Mittwoch, 15. Dezember 2010

BUCHTIP "TIFARE CONTRO"



In Auszügen aus dem italienischen Orginal hatte man schon ab und an von diesem Werk des italienischen Ultras Giovanni Francesio gehört, der im übrigen seinen Verein bzw. seine Gruppe nie öffentlich gemacht hat. Jetzt wurde es endlich übersetzt und ist für wenig Geld zu haben.
Das Buch ist gut und steckt voller Informationen und Anekdoten aus einigen Jahrzehnten der italienschen Ultra-Bewegung. Von vielen einschneidenden Ereignissen hat man als langjähriger Beobachter der dortigen Szenen und Gruppen schon oft gehört, aber hier erfährt man eine Fülle von teilweise erschütternden Details, die mehr als einmal zum Nachdenken anregen.
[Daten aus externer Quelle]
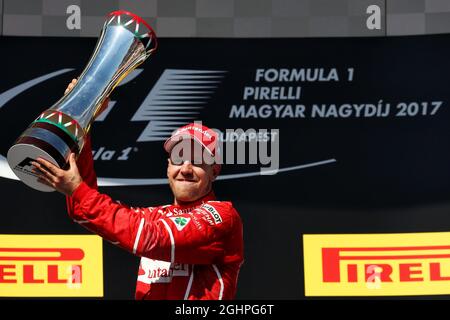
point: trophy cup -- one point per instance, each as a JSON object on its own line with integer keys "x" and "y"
{"x": 126, "y": 40}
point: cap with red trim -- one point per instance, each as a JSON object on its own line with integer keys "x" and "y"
{"x": 197, "y": 132}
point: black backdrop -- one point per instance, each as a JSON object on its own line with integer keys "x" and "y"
{"x": 390, "y": 173}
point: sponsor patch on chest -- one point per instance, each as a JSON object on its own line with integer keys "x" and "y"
{"x": 213, "y": 213}
{"x": 156, "y": 271}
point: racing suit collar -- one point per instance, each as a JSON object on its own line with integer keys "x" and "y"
{"x": 208, "y": 197}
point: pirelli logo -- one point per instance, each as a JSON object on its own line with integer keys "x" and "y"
{"x": 51, "y": 266}
{"x": 377, "y": 264}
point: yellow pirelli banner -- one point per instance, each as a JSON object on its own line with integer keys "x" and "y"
{"x": 51, "y": 266}
{"x": 377, "y": 264}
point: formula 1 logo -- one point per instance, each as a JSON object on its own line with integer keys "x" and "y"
{"x": 177, "y": 97}
{"x": 399, "y": 264}
{"x": 32, "y": 266}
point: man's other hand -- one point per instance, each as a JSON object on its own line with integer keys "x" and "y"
{"x": 64, "y": 181}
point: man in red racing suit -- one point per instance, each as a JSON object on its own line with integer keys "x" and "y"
{"x": 189, "y": 250}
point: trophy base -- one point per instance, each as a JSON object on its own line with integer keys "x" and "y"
{"x": 19, "y": 159}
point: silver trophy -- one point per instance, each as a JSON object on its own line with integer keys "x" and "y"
{"x": 126, "y": 40}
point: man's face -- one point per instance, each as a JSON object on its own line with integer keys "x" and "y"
{"x": 189, "y": 181}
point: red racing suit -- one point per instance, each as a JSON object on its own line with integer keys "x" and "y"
{"x": 187, "y": 252}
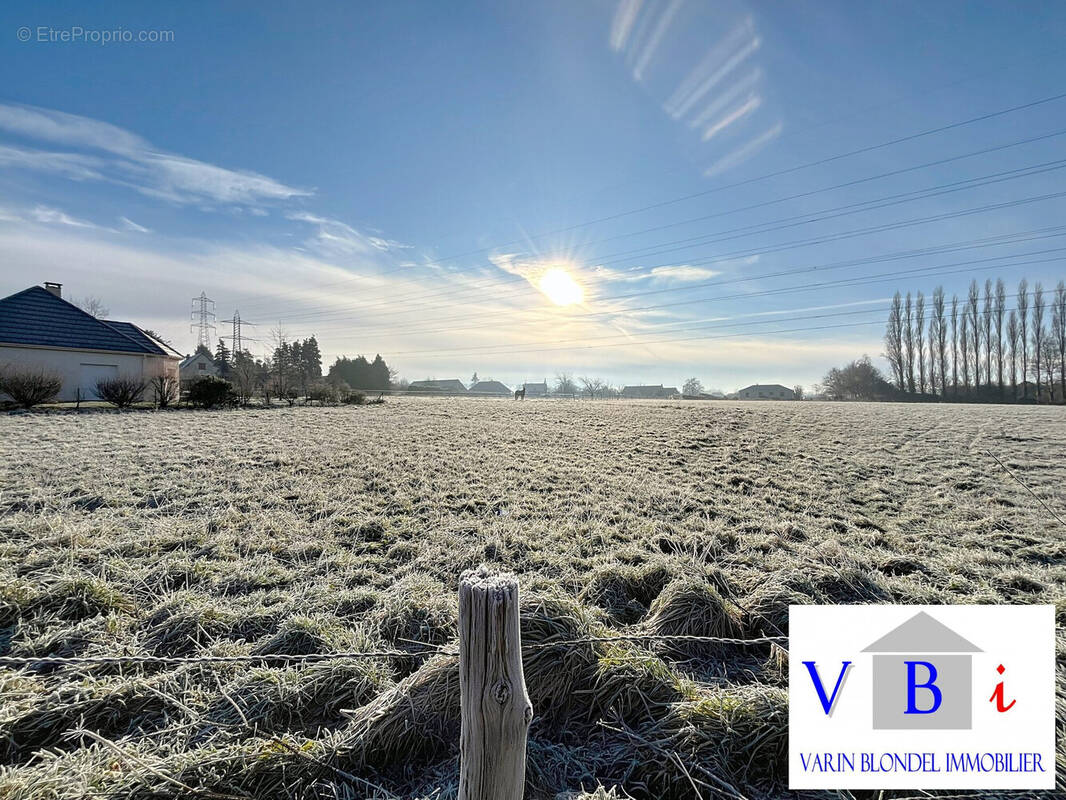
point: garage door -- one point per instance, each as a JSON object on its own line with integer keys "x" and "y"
{"x": 93, "y": 372}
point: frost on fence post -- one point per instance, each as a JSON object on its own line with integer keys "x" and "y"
{"x": 496, "y": 708}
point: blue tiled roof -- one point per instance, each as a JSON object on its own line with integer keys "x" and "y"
{"x": 35, "y": 316}
{"x": 132, "y": 331}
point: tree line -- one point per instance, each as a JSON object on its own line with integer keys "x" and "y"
{"x": 293, "y": 369}
{"x": 975, "y": 348}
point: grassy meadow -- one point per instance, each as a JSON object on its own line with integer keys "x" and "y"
{"x": 345, "y": 529}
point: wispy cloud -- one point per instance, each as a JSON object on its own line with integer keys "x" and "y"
{"x": 625, "y": 15}
{"x": 694, "y": 84}
{"x": 653, "y": 41}
{"x": 68, "y": 164}
{"x": 131, "y": 160}
{"x": 739, "y": 113}
{"x": 684, "y": 272}
{"x": 128, "y": 224}
{"x": 338, "y": 238}
{"x": 55, "y": 217}
{"x": 745, "y": 152}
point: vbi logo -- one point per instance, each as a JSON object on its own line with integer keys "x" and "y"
{"x": 924, "y": 704}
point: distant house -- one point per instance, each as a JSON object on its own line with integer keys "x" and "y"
{"x": 765, "y": 392}
{"x": 452, "y": 386}
{"x": 38, "y": 330}
{"x": 657, "y": 392}
{"x": 489, "y": 388}
{"x": 536, "y": 389}
{"x": 198, "y": 365}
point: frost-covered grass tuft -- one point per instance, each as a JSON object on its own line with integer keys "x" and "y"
{"x": 345, "y": 529}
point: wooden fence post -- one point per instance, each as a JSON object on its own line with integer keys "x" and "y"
{"x": 496, "y": 708}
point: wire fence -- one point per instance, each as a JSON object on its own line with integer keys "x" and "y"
{"x": 421, "y": 649}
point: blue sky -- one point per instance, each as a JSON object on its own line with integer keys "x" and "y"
{"x": 398, "y": 177}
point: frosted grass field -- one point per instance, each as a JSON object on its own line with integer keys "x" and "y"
{"x": 307, "y": 530}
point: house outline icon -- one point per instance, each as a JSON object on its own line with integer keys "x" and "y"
{"x": 922, "y": 638}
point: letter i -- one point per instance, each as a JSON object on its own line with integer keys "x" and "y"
{"x": 998, "y": 694}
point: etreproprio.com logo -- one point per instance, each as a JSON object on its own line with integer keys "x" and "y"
{"x": 921, "y": 697}
{"x": 78, "y": 34}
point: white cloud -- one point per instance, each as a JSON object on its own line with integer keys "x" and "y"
{"x": 69, "y": 164}
{"x": 625, "y": 15}
{"x": 742, "y": 154}
{"x": 70, "y": 129}
{"x": 130, "y": 225}
{"x": 338, "y": 238}
{"x": 683, "y": 272}
{"x": 55, "y": 217}
{"x": 135, "y": 162}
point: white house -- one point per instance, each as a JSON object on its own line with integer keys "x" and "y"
{"x": 38, "y": 330}
{"x": 197, "y": 365}
{"x": 766, "y": 392}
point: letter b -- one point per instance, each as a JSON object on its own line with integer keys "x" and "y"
{"x": 930, "y": 685}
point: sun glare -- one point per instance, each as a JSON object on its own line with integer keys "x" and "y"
{"x": 560, "y": 287}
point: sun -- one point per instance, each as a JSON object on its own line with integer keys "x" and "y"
{"x": 560, "y": 287}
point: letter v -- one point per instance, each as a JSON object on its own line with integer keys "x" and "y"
{"x": 827, "y": 702}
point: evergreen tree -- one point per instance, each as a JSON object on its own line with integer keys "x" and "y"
{"x": 310, "y": 358}
{"x": 380, "y": 373}
{"x": 222, "y": 358}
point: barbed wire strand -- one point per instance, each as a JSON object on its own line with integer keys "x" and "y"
{"x": 312, "y": 657}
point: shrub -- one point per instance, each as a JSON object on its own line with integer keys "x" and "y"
{"x": 29, "y": 386}
{"x": 211, "y": 392}
{"x": 322, "y": 393}
{"x": 164, "y": 389}
{"x": 123, "y": 390}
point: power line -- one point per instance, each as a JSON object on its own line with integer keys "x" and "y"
{"x": 800, "y": 195}
{"x": 777, "y": 173}
{"x": 742, "y": 233}
{"x": 798, "y": 243}
{"x": 237, "y": 336}
{"x": 884, "y": 277}
{"x": 765, "y": 176}
{"x": 203, "y": 315}
{"x": 693, "y": 325}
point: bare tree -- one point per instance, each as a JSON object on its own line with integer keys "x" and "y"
{"x": 120, "y": 390}
{"x": 1023, "y": 330}
{"x": 920, "y": 340}
{"x": 986, "y": 330}
{"x": 999, "y": 310}
{"x": 1050, "y": 362}
{"x": 893, "y": 339}
{"x": 244, "y": 373}
{"x": 938, "y": 339}
{"x": 92, "y": 306}
{"x": 1059, "y": 334}
{"x": 1038, "y": 335}
{"x": 29, "y": 386}
{"x": 593, "y": 386}
{"x": 908, "y": 341}
{"x": 565, "y": 384}
{"x": 973, "y": 321}
{"x": 1012, "y": 342}
{"x": 954, "y": 344}
{"x": 164, "y": 389}
{"x": 964, "y": 351}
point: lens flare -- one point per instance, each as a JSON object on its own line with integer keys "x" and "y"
{"x": 560, "y": 288}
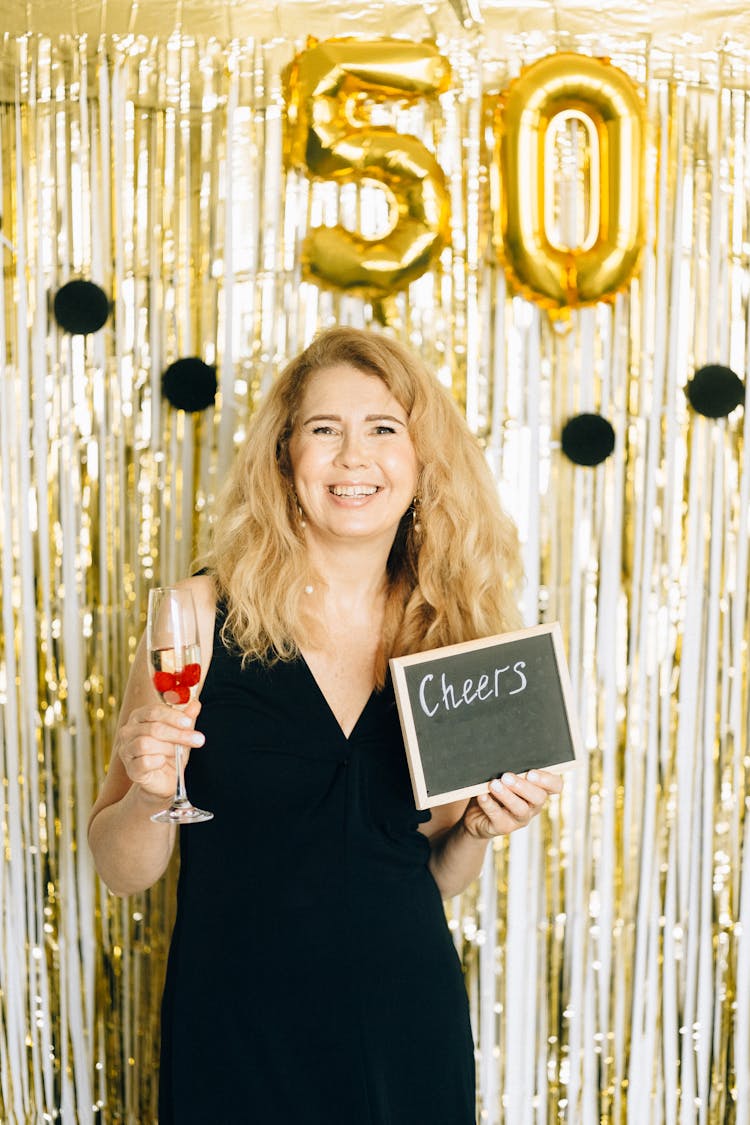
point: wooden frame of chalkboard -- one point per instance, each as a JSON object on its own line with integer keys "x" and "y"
{"x": 470, "y": 712}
Das Buch ist aber leider nicht perfekt, muss es ja auch nicht sein. Es gibt den ein oder anderen Kritikpunkt meinerseits, der das Lese-Vergnügen (so man das bei den vielen Tragödien überhaupt so nennen kann) ein wenig trübt. Beispielsweise ist es ziemlich umständlich übersetzt. Oft verirrt man sich in einem der zahllosen Schachtelsätze um sich irgendwann zu fragen, was man eigentlich gerade gelesen hat. Dazu kommen die fast auf jeder Seite vorkommenden Fussnoten, die teilweise die Hälfte der Seite einnehmen. Diese alle zu lesen (und das sollte man, denn es sind viele weiterführende Hintergrund-Infos darin versteckt) kostet sehr viel Zeit und macht den Wiedereinstieg in den ursprünglichen Text etwas mühselig. Auch inhaltlich habe ich etwas auszusetzen.
Ich darf behaupten, die italienischen Gruppen in den 90er Jahren (als sie noch das waren, wofür sie bekannt waren) etwas kennen gelernt zu haben. In diesen Jahren habe ich gut und gerne 60-70 Spiele in fast 40 verschiedenen Stadien gesehen.
Ich habe dabei auch viele Krawalle erleben dürfen, sei es unter rivalisierenden Gruppen oder gegen die Polizei. Was aber am meisten bei mir hängen blieb war die fantastische Stimmung in den autonomen Kurven, die unzähligen Pyro-Shows und die teilweise atemberaubenden Choreographien, die viele deutsche Hopper immer wieder in dieses (damalige) Fussball-Traumland zogen.
Und da liegt auch schon die Kritik an dem Buch. Der Autor bezieht sich fast ausschliesslich auf die Kämpfe und die Strassenschlachten dieser Jahre und reduziert den Begriff ULTRÀ damit auf das, was viele Kritiker und Gutmenschen immer wieder daraus machen wollen. Rowdytum!
Ohne daß ich diese Ausführungen anzweifeln will oder den kausalen Zusammenhang zwischen der langjährigen Gewalt und dem aktuellen Chaos in Italien in Frage stellen will, finde ich es einfach sehr schade, daß so fast nichts Positives erwähnt wird, wofür gerade die großen und von Mentalität nur so strotzenden Szenen bekannt waren und teilweise auch noch sind.
Aber dennoch ist das Buch absolut lesenswert. Es hilft Neueinsteigern zu verstehen, was die Faszination ULTRÀ ausmacht (auch wenn diese wie schon erwähnt weitaus mehr in sich verbirgt, als nur den bloßen Gewaltexzess) und Leuten, die sich schon mehr oder weniger gut mit der Materie auskennen, liefern diese Erzählungen überaus wertvolle und teilweise unerwartete Informationen über die politischen gesellschaftlichen Strukturen des Landes und dem daraus resultierenden Verhältnis der Ultras zur Staatsmacht. Es wird immer wieder klar, wie wichtig die Politik schon seit Beginn der Ultra-Bewegung (Ende der 60er Jahre !!) in den Kurven war und ist.